Even if you don’t have much mechanical knowledge, there are some simple checks and tests you can perform on a used car that should indicate whether certain major things are wrong. Many could be enough to disqualify a car from consideration.
One of the standby pieces of advice has always been to take a prospective used car to a trusted mechanic to have it checked out. While that’s ideal — particularly if they can put it up on a lift — it usually isn’t practical. For one thing, the seller shouldn’t be expected to take the risk of letting you drive off in their car.
Slightly more practical is hiring a mechanic to go to the car. But scheduling can be tough, and a good car might get sold in the meantime. If you want to try this route and don’t know of someone who provides this service in your area, you might do a search for “mobile used-car inspectors in [your city].” Yet even if you can manage either of these options, it’s probably worth saving their time and expense until you’ve done some initial checks yourself.

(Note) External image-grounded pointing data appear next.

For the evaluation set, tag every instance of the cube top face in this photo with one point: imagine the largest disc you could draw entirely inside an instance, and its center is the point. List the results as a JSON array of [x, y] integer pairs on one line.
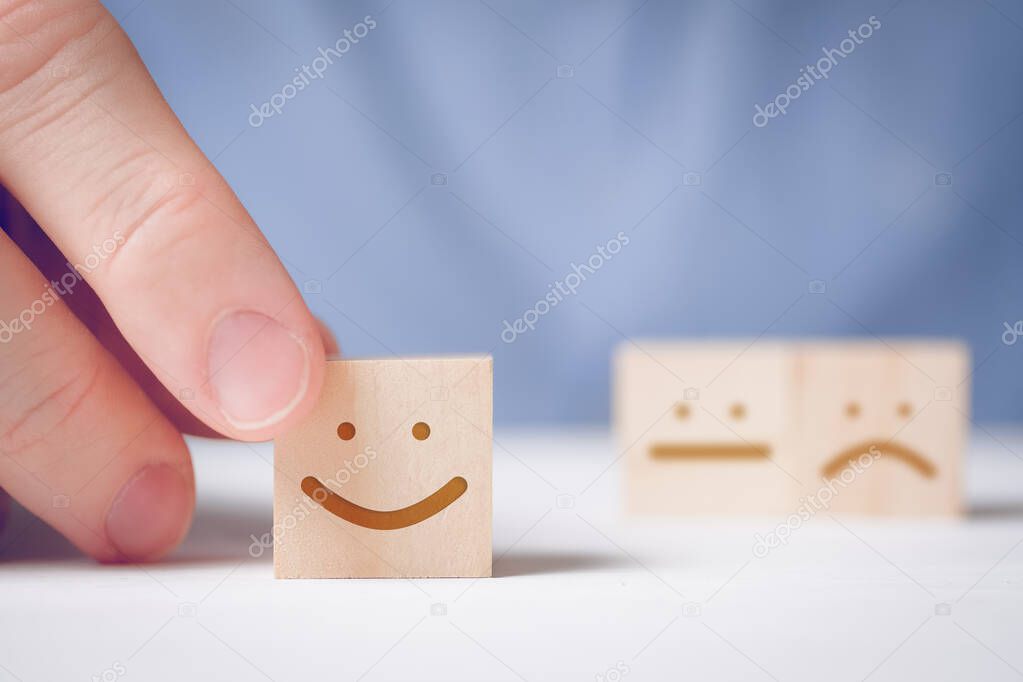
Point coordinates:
[[391, 473], [705, 426], [896, 410]]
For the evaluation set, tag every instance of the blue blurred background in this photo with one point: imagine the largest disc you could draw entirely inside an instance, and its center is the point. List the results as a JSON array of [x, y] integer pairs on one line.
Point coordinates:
[[463, 155]]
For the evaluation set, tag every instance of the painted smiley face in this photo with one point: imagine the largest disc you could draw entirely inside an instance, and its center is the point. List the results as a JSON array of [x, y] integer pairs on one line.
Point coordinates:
[[379, 519]]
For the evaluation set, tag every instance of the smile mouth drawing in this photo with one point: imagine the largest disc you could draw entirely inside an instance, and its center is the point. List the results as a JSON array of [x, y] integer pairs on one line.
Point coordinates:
[[708, 451], [894, 450], [385, 520]]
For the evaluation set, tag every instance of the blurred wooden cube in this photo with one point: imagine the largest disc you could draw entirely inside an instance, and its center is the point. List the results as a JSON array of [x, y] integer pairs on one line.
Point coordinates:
[[712, 427]]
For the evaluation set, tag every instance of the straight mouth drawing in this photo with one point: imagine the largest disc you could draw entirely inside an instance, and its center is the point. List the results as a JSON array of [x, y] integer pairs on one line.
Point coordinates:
[[385, 520], [914, 459], [709, 451]]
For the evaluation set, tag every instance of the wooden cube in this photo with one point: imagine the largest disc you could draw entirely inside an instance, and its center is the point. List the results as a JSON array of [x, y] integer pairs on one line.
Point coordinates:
[[886, 423], [390, 476], [706, 427], [759, 427]]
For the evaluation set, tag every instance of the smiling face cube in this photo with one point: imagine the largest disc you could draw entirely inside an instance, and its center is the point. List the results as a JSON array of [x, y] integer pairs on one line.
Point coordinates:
[[390, 476], [864, 426]]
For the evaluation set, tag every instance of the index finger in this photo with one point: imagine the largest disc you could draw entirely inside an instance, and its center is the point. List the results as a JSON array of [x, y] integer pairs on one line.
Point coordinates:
[[103, 165]]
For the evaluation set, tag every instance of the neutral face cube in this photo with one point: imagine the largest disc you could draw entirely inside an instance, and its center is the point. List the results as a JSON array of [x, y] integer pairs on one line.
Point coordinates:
[[706, 427], [845, 425], [390, 476], [885, 423]]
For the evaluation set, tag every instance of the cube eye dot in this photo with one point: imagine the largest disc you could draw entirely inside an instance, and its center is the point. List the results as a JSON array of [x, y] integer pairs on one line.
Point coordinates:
[[420, 430], [346, 430]]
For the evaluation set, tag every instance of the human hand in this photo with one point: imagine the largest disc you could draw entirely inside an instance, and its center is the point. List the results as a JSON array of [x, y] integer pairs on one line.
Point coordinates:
[[166, 289]]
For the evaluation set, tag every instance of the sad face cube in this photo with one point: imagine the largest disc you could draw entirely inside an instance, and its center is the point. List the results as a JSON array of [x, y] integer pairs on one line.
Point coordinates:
[[712, 427], [897, 411], [390, 476]]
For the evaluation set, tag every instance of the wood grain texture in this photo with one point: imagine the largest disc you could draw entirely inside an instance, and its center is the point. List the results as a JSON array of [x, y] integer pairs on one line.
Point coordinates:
[[711, 427], [384, 467]]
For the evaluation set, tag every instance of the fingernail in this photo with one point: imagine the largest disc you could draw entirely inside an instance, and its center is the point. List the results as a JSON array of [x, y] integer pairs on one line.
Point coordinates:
[[259, 370], [150, 514]]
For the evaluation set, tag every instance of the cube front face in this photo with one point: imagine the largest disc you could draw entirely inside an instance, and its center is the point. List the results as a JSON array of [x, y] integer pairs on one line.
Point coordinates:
[[896, 410], [705, 427], [390, 476]]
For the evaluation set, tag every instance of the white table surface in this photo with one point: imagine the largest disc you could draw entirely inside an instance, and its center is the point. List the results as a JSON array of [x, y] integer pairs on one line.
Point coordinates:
[[577, 591]]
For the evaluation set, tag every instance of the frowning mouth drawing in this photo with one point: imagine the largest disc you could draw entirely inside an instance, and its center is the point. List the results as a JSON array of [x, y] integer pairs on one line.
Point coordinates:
[[385, 520], [914, 459]]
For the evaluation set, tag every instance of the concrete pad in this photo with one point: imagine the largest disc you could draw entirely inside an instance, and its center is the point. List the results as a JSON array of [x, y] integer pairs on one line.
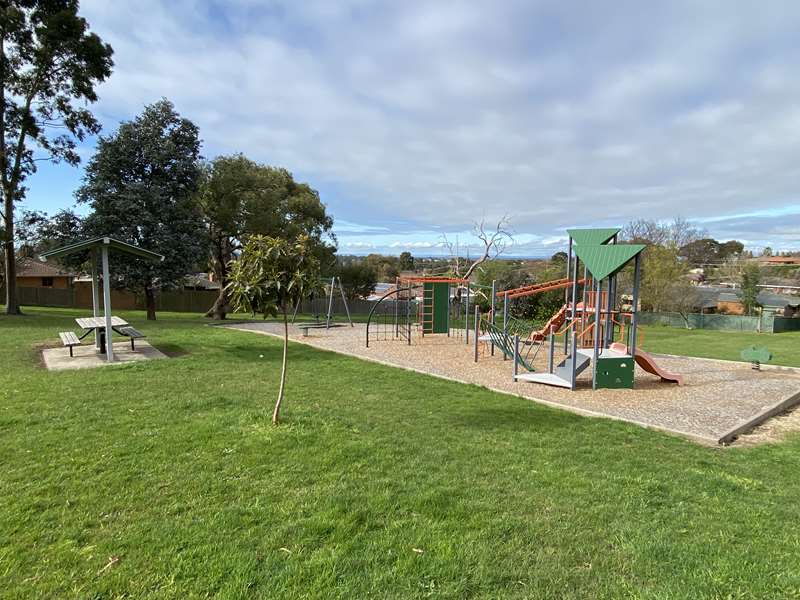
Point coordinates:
[[58, 359]]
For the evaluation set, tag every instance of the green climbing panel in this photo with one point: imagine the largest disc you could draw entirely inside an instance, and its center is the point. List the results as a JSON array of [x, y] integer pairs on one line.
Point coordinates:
[[757, 355], [435, 307], [614, 373]]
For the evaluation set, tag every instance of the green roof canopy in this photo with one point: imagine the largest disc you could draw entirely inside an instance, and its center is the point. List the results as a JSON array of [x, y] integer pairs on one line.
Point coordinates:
[[606, 260], [111, 243], [592, 237]]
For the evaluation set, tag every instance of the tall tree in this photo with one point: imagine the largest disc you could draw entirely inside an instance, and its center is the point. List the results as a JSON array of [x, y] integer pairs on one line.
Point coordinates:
[[49, 66], [141, 185], [239, 198], [272, 275], [751, 277]]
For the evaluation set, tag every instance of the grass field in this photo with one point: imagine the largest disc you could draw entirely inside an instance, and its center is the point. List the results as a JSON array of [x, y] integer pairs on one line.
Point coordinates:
[[165, 479]]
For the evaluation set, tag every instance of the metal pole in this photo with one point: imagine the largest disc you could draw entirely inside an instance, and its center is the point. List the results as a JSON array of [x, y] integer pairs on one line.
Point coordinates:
[[574, 355], [494, 291], [567, 291], [505, 321], [107, 306], [95, 299], [596, 333], [466, 317], [344, 300], [585, 296], [635, 307], [396, 306], [606, 333], [330, 305], [477, 323]]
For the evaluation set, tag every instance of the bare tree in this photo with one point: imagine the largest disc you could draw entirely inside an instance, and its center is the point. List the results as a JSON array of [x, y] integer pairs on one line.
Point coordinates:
[[675, 234], [494, 242], [683, 298]]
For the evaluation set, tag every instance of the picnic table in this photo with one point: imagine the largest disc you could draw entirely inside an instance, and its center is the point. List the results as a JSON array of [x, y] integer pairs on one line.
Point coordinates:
[[98, 324]]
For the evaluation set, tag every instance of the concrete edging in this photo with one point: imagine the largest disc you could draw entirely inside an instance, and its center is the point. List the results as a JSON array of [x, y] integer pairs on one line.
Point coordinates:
[[753, 422]]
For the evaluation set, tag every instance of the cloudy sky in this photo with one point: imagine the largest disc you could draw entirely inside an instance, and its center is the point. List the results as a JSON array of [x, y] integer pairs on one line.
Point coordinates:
[[415, 119]]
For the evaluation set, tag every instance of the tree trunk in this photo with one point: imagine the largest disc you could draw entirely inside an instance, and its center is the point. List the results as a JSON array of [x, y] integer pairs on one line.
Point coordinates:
[[220, 267], [276, 412], [150, 302], [12, 302]]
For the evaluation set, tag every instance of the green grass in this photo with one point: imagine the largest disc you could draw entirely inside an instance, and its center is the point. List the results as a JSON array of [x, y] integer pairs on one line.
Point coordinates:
[[722, 344], [172, 468]]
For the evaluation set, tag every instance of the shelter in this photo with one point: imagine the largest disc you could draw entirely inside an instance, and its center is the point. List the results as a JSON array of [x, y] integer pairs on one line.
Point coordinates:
[[99, 249]]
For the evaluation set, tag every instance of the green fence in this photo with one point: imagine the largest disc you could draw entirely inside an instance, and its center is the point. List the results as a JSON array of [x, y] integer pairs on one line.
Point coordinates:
[[782, 324], [763, 323]]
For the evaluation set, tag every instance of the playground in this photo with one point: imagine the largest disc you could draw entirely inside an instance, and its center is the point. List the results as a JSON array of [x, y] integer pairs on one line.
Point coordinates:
[[716, 397], [587, 358]]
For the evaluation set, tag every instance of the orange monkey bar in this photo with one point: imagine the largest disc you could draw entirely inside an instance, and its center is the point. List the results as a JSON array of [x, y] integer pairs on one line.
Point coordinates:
[[530, 290]]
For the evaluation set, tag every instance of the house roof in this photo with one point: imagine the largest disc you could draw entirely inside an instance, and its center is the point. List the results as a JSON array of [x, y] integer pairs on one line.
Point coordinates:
[[709, 296], [30, 267], [782, 260], [108, 242]]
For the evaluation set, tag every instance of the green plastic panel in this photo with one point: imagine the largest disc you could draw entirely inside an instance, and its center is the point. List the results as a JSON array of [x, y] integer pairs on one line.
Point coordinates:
[[436, 307], [603, 261], [614, 373], [753, 354], [592, 237]]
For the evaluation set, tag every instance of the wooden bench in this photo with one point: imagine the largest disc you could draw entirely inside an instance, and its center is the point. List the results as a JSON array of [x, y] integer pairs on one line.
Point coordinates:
[[69, 339], [132, 333]]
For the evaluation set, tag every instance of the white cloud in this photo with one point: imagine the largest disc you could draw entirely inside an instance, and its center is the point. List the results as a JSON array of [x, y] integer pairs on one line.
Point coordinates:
[[428, 116]]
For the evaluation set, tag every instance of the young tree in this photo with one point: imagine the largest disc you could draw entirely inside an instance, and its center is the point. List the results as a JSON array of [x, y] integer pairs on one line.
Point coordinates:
[[406, 261], [239, 197], [49, 67], [272, 275], [141, 185], [751, 277]]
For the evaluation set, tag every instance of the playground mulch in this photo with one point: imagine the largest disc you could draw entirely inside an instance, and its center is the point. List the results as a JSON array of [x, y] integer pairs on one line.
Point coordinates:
[[717, 396]]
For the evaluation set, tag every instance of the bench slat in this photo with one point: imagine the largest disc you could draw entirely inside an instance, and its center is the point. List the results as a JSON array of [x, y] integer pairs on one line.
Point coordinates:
[[131, 332], [68, 338]]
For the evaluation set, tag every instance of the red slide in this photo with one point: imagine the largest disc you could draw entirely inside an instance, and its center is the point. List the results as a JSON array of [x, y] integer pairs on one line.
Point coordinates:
[[644, 360], [555, 322]]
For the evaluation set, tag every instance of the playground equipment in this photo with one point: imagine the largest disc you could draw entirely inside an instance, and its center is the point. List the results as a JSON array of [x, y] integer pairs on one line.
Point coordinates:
[[756, 356], [595, 334], [646, 362], [401, 311], [330, 290]]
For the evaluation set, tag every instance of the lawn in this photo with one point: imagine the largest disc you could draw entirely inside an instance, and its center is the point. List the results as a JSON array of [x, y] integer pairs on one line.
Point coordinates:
[[165, 479]]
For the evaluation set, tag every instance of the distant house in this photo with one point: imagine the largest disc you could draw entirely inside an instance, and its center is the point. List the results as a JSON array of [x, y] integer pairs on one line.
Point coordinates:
[[731, 303], [35, 273], [777, 261]]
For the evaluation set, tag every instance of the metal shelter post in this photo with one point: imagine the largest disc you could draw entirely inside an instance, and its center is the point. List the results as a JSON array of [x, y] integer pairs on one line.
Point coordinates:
[[107, 306], [344, 300], [95, 298], [330, 304]]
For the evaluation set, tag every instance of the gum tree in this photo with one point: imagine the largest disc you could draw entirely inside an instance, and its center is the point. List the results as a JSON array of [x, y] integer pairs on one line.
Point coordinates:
[[49, 66], [268, 278]]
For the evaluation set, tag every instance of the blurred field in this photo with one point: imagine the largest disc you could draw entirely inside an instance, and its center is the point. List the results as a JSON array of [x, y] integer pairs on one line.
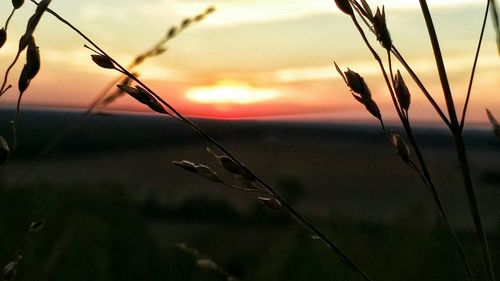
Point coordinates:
[[115, 205]]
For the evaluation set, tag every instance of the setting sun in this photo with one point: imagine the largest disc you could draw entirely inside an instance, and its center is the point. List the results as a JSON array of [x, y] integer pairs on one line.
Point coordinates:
[[230, 92]]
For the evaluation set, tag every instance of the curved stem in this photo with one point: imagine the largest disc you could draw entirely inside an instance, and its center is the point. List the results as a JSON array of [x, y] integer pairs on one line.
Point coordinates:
[[287, 208], [9, 18], [3, 89], [381, 65], [473, 71], [408, 68], [425, 175], [443, 77], [422, 87]]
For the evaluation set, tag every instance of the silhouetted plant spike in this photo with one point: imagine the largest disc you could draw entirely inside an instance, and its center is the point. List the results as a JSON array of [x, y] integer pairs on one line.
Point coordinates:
[[4, 152], [9, 271]]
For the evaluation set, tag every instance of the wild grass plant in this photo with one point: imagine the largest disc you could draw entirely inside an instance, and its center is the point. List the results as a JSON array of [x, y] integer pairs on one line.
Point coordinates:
[[234, 174]]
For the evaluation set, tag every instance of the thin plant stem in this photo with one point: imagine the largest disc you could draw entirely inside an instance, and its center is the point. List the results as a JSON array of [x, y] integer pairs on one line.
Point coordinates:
[[381, 65], [287, 208], [422, 87], [457, 132], [424, 174], [3, 89], [473, 71], [9, 18], [408, 68], [443, 77]]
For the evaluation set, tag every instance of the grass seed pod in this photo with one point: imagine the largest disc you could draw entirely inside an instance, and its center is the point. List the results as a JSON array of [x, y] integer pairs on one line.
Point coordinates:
[[381, 31], [17, 3], [402, 92], [4, 151], [103, 61], [141, 95], [32, 58], [344, 6]]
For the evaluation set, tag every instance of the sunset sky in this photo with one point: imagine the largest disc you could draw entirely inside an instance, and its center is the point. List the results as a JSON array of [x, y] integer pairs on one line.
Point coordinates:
[[253, 58]]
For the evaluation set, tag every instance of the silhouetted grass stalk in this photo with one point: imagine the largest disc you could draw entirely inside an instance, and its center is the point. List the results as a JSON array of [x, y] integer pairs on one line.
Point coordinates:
[[457, 132], [380, 30], [286, 207]]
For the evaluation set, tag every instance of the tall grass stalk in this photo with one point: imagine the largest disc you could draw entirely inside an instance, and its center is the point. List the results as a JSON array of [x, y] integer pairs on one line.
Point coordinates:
[[457, 132], [106, 61], [452, 121], [374, 25]]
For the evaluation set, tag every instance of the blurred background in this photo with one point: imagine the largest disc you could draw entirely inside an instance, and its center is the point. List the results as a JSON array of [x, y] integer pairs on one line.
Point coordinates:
[[259, 77]]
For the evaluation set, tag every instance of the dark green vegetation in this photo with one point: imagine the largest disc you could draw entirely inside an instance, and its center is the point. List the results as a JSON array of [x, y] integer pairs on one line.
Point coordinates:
[[115, 207]]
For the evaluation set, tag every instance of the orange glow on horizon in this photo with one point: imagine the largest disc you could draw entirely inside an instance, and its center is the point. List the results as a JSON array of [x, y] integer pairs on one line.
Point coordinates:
[[231, 92]]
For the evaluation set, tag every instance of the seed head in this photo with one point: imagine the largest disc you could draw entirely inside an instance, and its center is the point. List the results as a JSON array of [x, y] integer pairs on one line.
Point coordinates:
[[9, 271], [103, 61], [402, 92], [207, 264], [143, 96], [3, 37], [357, 84], [381, 31], [402, 148], [201, 170]]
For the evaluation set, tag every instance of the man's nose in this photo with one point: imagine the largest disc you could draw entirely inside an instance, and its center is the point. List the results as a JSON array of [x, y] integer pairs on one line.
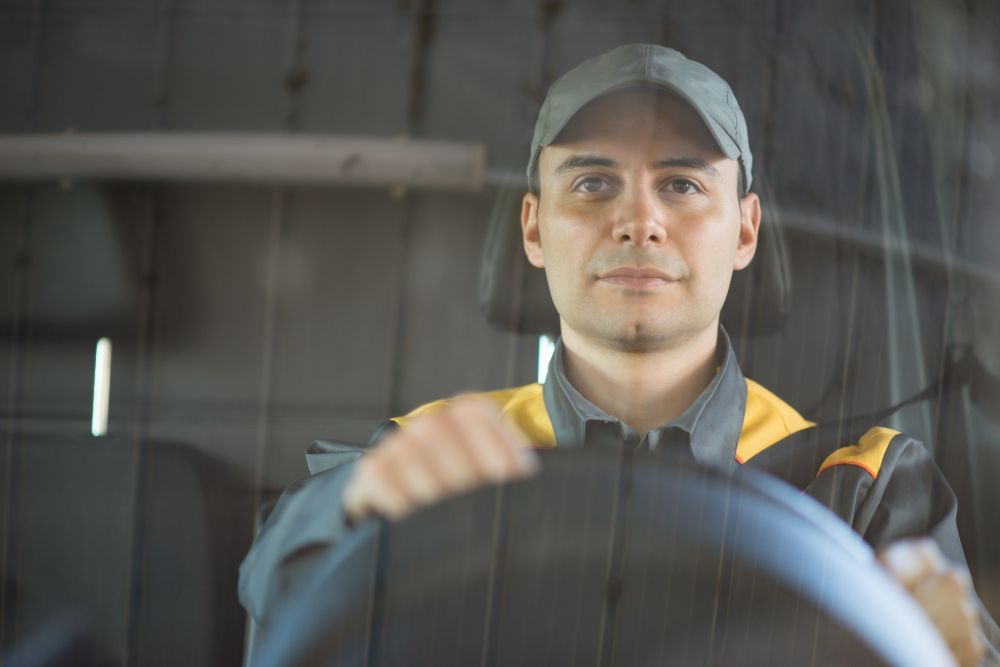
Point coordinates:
[[641, 218]]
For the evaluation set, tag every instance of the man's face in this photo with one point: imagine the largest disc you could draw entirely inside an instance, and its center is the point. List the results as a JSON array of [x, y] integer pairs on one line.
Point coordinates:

Things You Can Check Yourself
One thing you can check is the car’s background history, which can be done through CarFax.com. (Competitors such as Autocheck.com, VINcheckup.com, and Bumper.com might be cheaper, but CarFax is the best known.) After entering the car’s 17-character vehicle identification number, the website will provide you with a history of when and where the car has been sold and registered, plus odometer readings — check these against the current odometer reading — and, sometimes, accidents, repairs, maintenance history and recalls performed. But since these reports cost something, you might want to do your own basic checks first.
What to physically inspect on a used car can be broken down into static checks and dynamic checks. We’ll make special note of the bigger issues to look for because if the car fails any of these, it may not be worth considering. Bring a flashlight, a towel to lay on (a big piece of corrugated cardboard is even better), hand cleaner, paper towels and a small magnet.
First, ask to see the title. If it’s a salvage or rebuilt title, you should probably steer clear, as both indicate the car may have suffered heavy body damage. Also, check to make sure the VIN on the title matches the VIN on the car. If it doesn’t, the car could be stolen.
Next, look for rust and telltale damage repairs. (Major damage repairs might show up on a CarFax report.) Bad rust or holes on the frame or subframes could be a deal breaker, as this is structural and can’t be easily fixed. Look down each side of the car to check for waves in the bodywork, and look straight on at all sides to make sure the paint matches and the bumpers are level. Check for body filler on anything that looks suspicious by placing a magnet against it (body filler isn’t magnetic) and examine the windows for cracked glass. Anything bad here may warrant disqualification.